Rome: Iran has endured US sanctions for decades and its strategic oil industry will not be beaten by them now - however much they hurt, a top Iranian oil official said on Sunday.
The pain is not just Iran's as oil at a record $117 a barrel has focused attention on the need to extract as much from the ground as possible.
"It will cost us. There is no doubt our projects will be affected," Akbar Torkan, head of planning affairs at the National Iranian Oil Co, said. "But it will not stop our projects for development and our production continues to the market."

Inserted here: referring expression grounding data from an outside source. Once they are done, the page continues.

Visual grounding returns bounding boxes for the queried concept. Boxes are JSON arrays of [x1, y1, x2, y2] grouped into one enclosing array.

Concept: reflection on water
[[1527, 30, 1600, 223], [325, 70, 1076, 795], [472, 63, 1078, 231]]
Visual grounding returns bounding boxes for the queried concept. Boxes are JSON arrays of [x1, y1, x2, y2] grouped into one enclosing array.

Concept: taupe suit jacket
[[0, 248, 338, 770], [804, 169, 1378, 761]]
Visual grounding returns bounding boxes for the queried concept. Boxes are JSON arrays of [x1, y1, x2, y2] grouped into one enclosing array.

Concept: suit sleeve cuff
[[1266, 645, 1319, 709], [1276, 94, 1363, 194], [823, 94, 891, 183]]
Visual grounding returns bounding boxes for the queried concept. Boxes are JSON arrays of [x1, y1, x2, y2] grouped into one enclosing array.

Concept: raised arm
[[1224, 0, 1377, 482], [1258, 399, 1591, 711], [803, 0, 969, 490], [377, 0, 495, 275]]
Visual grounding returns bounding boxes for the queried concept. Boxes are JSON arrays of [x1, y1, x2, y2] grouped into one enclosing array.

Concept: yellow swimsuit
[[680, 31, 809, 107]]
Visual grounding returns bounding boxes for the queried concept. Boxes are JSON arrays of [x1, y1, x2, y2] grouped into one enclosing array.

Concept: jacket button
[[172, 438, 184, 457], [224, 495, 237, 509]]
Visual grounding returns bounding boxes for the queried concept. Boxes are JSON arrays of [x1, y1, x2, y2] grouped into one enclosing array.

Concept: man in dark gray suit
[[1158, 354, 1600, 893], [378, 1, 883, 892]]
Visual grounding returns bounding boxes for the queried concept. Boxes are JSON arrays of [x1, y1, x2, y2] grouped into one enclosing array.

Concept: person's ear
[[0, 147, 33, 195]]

Starting last year, the US has banned Americans from doing business with a number of Iranian state banks and other firms because of their alleged involvement in financing nuclear and missile technologies.
A senior US State Department official said last week the sanctions were making Tehran increasingly isolated, although it had yet to give up the nuclear programme Washington believes is designed to produce atomic weapons.

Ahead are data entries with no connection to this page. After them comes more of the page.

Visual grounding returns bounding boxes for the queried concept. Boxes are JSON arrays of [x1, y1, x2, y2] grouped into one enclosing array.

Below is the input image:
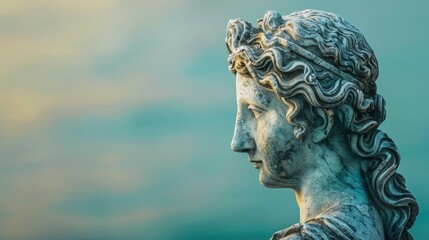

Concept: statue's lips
[[250, 159, 263, 169]]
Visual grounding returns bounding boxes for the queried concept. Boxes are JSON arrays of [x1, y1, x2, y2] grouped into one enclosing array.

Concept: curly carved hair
[[226, 10, 418, 240]]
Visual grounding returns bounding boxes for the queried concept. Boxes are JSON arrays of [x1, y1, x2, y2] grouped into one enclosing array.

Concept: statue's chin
[[259, 171, 283, 188], [259, 170, 297, 189]]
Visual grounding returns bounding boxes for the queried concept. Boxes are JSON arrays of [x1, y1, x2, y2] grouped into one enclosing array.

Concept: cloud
[[0, 127, 209, 239], [0, 0, 194, 136], [0, 153, 145, 239], [0, 71, 175, 135]]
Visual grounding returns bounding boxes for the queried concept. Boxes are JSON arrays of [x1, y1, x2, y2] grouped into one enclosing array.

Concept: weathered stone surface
[[226, 10, 418, 240]]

Torkan, a former defence minister, said Opec's second biggest producer was expert in coping with isolation.
"We managed to be able to maintain our capabilities ... Even after 30 years of sanctions, all our F-14 aircraft are flying and operational. This is the result of the sanctions that they have done."

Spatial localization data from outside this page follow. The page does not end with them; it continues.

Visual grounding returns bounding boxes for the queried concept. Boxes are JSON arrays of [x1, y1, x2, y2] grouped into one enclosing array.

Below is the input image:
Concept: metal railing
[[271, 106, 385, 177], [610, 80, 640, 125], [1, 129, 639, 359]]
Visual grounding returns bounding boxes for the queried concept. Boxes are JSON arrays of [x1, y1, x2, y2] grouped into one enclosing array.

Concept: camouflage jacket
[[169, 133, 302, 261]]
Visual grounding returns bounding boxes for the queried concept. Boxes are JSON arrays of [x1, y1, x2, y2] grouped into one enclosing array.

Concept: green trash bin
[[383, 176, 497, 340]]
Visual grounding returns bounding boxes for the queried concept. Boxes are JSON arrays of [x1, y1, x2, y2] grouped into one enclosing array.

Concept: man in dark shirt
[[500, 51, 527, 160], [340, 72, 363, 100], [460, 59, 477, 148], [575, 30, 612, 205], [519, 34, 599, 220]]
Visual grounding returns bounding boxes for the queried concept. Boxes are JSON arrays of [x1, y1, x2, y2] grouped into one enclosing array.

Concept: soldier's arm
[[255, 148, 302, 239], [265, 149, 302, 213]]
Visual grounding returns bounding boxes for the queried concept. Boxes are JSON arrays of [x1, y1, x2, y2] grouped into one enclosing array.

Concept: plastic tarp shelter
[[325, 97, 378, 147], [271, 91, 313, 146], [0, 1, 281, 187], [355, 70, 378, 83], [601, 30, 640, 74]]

The financial sanctions place Iran's oil industry under the same kind of pressure.
Options
"It will create some costs for us," said Torkan, but he said the oil industry was "stronger than during war-time" and well placed to overcome obstacles.
Asked how, he said he could not tell that to an international newswire.
"This is news for every newspaper ... They will try again to close the ways that we are working," he said on the sidelines of talks between energy producers and consumers.
The second biggest oil exporter in the Opec, Iran is shipping at a steady rate of around 2.4 million barrels per day to international markets.
It has been receiving payment from clients almost everywhere except the United States, which has banned imports of Iranian crude since 1995, even though buyers of crude in theory have to rely on major international banks to guarantee their credit.